The Trump inflatable chicken, dubbed Donny, was the mascot at the Tax March in April. (Photo by jl22205)

The Trump inflatable chicken, dubbed Donny, was the mascot at the Tax March in April. (Photo by jl22205)

Update: Chicago activist Taran Brar was behind the stunt. He secured a permit and placed it strategically after months of planning.

Original:

The Trump chicken is back—gilded hair atop a cartoonishly inflated body and all—hanging out near the White House this afternoon.
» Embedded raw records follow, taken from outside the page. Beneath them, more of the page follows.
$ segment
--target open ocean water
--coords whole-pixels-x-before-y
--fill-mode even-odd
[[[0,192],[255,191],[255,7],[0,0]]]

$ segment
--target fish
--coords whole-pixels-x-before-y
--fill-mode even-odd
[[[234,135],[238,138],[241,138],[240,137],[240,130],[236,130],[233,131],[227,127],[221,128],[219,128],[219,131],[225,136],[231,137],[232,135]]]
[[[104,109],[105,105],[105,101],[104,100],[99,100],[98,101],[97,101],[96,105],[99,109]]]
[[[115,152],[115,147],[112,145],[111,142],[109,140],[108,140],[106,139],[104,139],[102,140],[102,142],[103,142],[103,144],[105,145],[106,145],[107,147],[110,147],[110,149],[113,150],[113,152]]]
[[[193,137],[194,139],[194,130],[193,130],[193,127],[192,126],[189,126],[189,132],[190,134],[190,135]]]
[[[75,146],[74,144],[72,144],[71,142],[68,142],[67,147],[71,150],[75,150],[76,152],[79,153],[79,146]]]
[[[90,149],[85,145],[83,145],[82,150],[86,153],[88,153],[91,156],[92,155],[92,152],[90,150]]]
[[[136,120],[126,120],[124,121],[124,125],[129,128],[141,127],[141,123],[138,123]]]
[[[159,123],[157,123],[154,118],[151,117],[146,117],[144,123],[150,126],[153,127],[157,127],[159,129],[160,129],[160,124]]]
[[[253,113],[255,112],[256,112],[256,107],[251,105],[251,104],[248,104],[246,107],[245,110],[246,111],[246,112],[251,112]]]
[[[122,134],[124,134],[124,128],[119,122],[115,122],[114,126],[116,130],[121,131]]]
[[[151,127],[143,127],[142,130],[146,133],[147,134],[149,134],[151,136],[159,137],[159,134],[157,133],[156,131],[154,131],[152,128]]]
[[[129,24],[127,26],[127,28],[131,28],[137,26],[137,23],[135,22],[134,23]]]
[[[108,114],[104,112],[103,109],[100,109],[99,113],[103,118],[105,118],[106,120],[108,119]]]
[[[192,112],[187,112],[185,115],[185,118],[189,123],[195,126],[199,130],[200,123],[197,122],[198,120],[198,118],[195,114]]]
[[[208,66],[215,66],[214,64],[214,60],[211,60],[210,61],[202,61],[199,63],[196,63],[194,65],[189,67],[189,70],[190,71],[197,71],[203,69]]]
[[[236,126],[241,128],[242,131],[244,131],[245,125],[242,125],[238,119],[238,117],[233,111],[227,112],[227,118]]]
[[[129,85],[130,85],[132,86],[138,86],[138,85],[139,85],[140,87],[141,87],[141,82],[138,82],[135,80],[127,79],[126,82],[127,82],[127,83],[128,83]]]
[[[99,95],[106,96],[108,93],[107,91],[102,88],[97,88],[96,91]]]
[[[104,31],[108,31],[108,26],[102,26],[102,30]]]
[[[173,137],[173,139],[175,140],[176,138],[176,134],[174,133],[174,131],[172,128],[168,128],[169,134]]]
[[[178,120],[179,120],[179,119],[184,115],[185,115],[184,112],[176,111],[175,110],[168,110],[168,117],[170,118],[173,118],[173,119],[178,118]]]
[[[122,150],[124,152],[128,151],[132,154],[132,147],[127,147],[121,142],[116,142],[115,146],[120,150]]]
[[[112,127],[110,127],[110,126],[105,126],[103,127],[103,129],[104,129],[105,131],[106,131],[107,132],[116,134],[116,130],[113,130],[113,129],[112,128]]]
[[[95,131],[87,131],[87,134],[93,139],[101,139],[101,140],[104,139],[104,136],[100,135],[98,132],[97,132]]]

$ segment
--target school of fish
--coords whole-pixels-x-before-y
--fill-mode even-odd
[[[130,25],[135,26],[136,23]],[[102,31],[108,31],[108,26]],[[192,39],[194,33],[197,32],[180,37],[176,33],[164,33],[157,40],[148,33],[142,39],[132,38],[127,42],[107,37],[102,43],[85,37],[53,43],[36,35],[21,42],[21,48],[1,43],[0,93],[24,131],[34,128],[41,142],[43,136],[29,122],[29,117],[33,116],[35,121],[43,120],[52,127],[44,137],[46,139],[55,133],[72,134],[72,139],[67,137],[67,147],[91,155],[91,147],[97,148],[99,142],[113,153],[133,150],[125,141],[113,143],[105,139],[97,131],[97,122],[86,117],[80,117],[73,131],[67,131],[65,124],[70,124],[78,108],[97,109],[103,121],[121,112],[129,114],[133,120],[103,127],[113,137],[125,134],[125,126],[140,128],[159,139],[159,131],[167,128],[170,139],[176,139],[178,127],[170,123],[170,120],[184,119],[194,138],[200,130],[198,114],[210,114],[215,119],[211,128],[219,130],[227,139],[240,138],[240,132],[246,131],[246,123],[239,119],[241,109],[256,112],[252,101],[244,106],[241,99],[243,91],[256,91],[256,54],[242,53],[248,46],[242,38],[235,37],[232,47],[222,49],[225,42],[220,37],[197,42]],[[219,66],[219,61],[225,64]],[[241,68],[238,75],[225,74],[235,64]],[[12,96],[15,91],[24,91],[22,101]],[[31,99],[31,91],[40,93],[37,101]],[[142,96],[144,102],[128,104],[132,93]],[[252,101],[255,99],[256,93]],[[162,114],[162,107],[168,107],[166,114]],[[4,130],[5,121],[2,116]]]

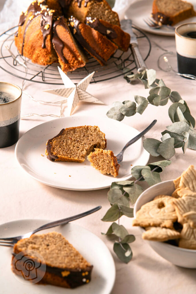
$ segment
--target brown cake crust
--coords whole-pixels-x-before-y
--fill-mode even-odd
[[[85,22],[86,17],[90,16],[120,26],[118,14],[112,11],[105,0],[91,0],[88,2],[85,0],[72,0],[68,12],[68,17],[72,16],[74,16],[82,22]]]
[[[154,0],[152,13],[159,24],[170,25],[196,15],[192,4],[181,0]]]
[[[105,148],[105,135],[97,126],[63,129],[46,142],[46,153],[52,161],[83,162],[95,147]]]
[[[105,65],[117,46],[99,32],[75,18],[69,21],[70,29],[76,40],[101,65]]]

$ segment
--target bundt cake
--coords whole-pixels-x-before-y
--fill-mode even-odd
[[[120,167],[117,159],[110,150],[95,148],[87,157],[91,165],[104,175],[111,174],[115,177],[118,174]]]
[[[173,25],[196,15],[193,6],[181,0],[154,0],[152,15],[158,24]]]
[[[106,147],[104,133],[97,126],[63,129],[46,142],[47,158],[53,161],[83,162],[94,148]]]
[[[25,279],[28,275],[24,276],[25,266],[27,267],[28,263],[29,265],[34,265],[34,268],[32,266],[27,271],[29,280],[33,281],[33,270],[36,269],[38,278],[35,282],[41,283],[75,288],[91,280],[93,266],[61,234],[56,232],[33,235],[20,240],[14,245],[12,254],[12,271]],[[38,258],[40,256],[43,260]],[[43,265],[40,265],[43,263],[45,273],[43,270],[42,272]]]
[[[107,38],[107,29],[106,35],[87,25],[88,20],[96,12],[97,21],[102,19],[102,27],[113,32]],[[118,47],[127,50],[129,35],[119,25],[118,15],[105,0],[34,0],[20,16],[15,44],[20,54],[33,62],[46,66],[58,62],[66,72],[85,65],[86,51],[103,65]]]

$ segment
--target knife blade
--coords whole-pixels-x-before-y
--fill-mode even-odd
[[[141,72],[147,68],[143,57],[140,52],[138,43],[132,29],[131,19],[123,19],[120,22],[121,28],[131,37],[130,48],[138,72]]]

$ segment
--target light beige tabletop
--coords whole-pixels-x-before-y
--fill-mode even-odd
[[[153,68],[157,71],[157,77],[162,78],[167,86],[172,90],[179,92],[187,103],[192,115],[196,118],[195,81],[185,79],[172,72],[165,72],[158,68],[158,58],[164,51],[157,46],[154,42],[165,49],[175,52],[174,38],[150,34],[148,35],[151,41],[152,48],[146,62],[147,66],[149,69]],[[175,56],[172,59],[171,62],[176,68]],[[22,86],[22,79],[11,75],[1,69],[0,80],[14,83]],[[23,90],[36,99],[46,100],[48,94],[41,90],[52,88],[50,85],[27,81]],[[128,99],[133,101],[134,96],[135,95],[147,97],[149,90],[144,89],[140,83],[134,85],[128,84],[122,77],[120,77],[91,84],[87,91],[104,102],[105,105],[81,103],[79,107],[76,108],[73,116],[90,114],[95,116],[104,116],[113,102]],[[158,122],[155,127],[149,132],[146,137],[160,140],[161,132],[171,123],[168,115],[168,109],[171,104],[171,102],[169,101],[164,106],[149,105],[141,116],[137,113],[134,116],[125,118],[123,122],[141,131],[153,119],[156,119]],[[58,115],[59,113],[59,107],[41,105],[30,100],[27,96],[24,94],[22,114],[32,112],[32,109],[33,112],[40,114],[52,113]],[[66,107],[64,108],[64,115],[65,116],[68,116]],[[32,128],[51,119],[49,117],[32,117],[21,120],[20,137]],[[100,205],[102,208],[98,212],[76,220],[75,223],[98,236],[110,250],[116,271],[112,294],[195,293],[196,270],[177,267],[159,256],[142,239],[138,228],[132,227],[131,219],[124,216],[120,219],[120,224],[125,227],[129,233],[134,234],[136,239],[130,244],[133,252],[130,262],[126,264],[118,259],[113,250],[113,240],[101,234],[101,232],[106,232],[110,224],[110,223],[100,220],[110,207],[107,198],[108,189],[87,191],[70,191],[41,183],[31,178],[19,166],[14,155],[15,146],[0,149],[0,223],[27,218],[56,220]],[[161,175],[162,181],[177,177],[190,164],[194,164],[196,167],[195,151],[187,149],[184,155],[181,148],[176,149],[176,151],[175,156],[171,159],[172,164]],[[43,150],[43,153],[44,153]],[[160,159],[160,157],[150,156],[149,162],[156,161]],[[1,249],[0,248],[0,251]],[[1,279],[0,276],[0,285]]]

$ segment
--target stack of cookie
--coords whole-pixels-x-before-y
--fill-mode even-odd
[[[142,238],[175,240],[180,247],[196,249],[196,170],[191,165],[174,181],[171,196],[159,195],[137,212],[133,225],[144,228]]]

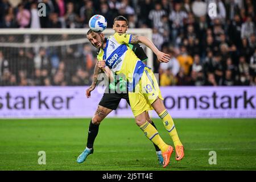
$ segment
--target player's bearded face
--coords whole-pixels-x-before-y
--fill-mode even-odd
[[[128,29],[126,21],[116,20],[113,26],[113,29],[115,32],[124,34]]]
[[[104,35],[102,33],[92,32],[87,35],[87,39],[94,47],[97,48],[102,47],[104,43]]]

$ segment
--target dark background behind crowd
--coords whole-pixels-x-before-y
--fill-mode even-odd
[[[46,16],[38,15],[40,2]],[[154,57],[160,85],[255,85],[255,13],[253,0],[0,0],[0,27],[88,28],[101,14],[112,28],[123,15],[130,28],[152,28],[154,44],[172,56],[168,64]],[[0,47],[0,85],[90,84],[96,58],[90,44],[55,51],[20,48],[7,56]]]

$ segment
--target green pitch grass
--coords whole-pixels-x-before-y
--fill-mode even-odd
[[[160,119],[160,136],[173,146]],[[76,162],[87,139],[90,119],[1,119],[0,170],[256,170],[256,119],[175,119],[185,148],[177,162],[158,165],[153,144],[133,119],[106,119],[101,124],[94,152]],[[38,163],[38,152],[46,164]],[[217,164],[210,165],[214,151]]]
Who put it there and exactly why remain open questions, but it’s delighting and worrying the Twitter-sphere in equal measure nonetheless.

The Trump chicken last made an appearance in D.C. (that we know of) before and during the Tax March in April as an attention-grabbing mascot.

Local organizer Anna Chu, a member of the executive planning committee, explained the backstory:

DCist: Can you please explain the Trump chicken?

AC: A couple of the local marches somehow found these big inflatable white chickens with gold hairdos online and decided that they were fantastic and ordered a whole bunch of chickens with the pretext that Trump is too chicken to release his taxes. San Francisco was the earliest one. They shared their chickens with other organizers and the idea just caught on, everybody loved it, and now I forget how many chickens we have—let me look. There’s a chain about how many chickens there are … I’m not even joking, where’s the chicken email?

There we go. There are around a dozen marches with chickens, but there are more chickens because some cities have more than one. I think someone has a 13-foot chicken, San Francisco has quite a few chickens.

[Danelle Morton explains exactly how she turned a rooster commissioned for a Chinese real estate firm into the march’s mascot in this Slate article]

DCist: Is it meant to be an anthropomorphized Trump, or is it its own character? Does it have a gender or a name?

AC: We’ve just been calling it the Trump chicken, and it has Trump’s hairdo. We have not discussed the gender of the chicken, that has not come up. We’ve just been referring to as ‘the chicken.’
[Another organizer says that the chicken has an official name: Donny]

DCist: But is it more like a character, or is it meant to be Trump in chicken form?

AC: I think it is more like Trump in chicken form…wow, this is a very philosophical
question. I think a lot of people gravitated toward it because there is a humorous aspect. But it is in the form of a chicken, and it has some Trump-like aspects, particularly its hair.

DCist: It seems to be really grabbing people’s attention. I assume that was the point?

AC: This lends itself to so many issues: transparency, openness in government, accountability, and we are also heading into tax reform. We have no idea who he is working for, how he is going to benefit himself. What if all of a sudden they decide to really push forward some pro-real estate industry tax cuts and he sees a huge upside to that … we don’t know. If it takes a Trump chicken to bring awareness to that, then we will have the Trump chicken.

DCist: Do you think Trump is bothered by the chicken?

AC: I don’t have those types of relationship in the West Wing, but he’s not known for having particularly thick skin so it would be funny to see how he would react. People really love the idea of the chicken for multiple things, but if it gets him to react and take the issue seriously and remind him that we care, we are watching it’s not going away…I guess we should order more chickens.

We’ve reached out to Tax March organizers, but the official Tax March Chicken Twitter account (what, you didn’t think that would exist?) hasn’t taken credit for today’s protest.

While organizers found the original inflatable chickens for $400 on Alibaba, they have since proliferated. One can currently be purchased on eBay for $499.99, so really pretty much anyone could be behind today’s show of tomfowlery.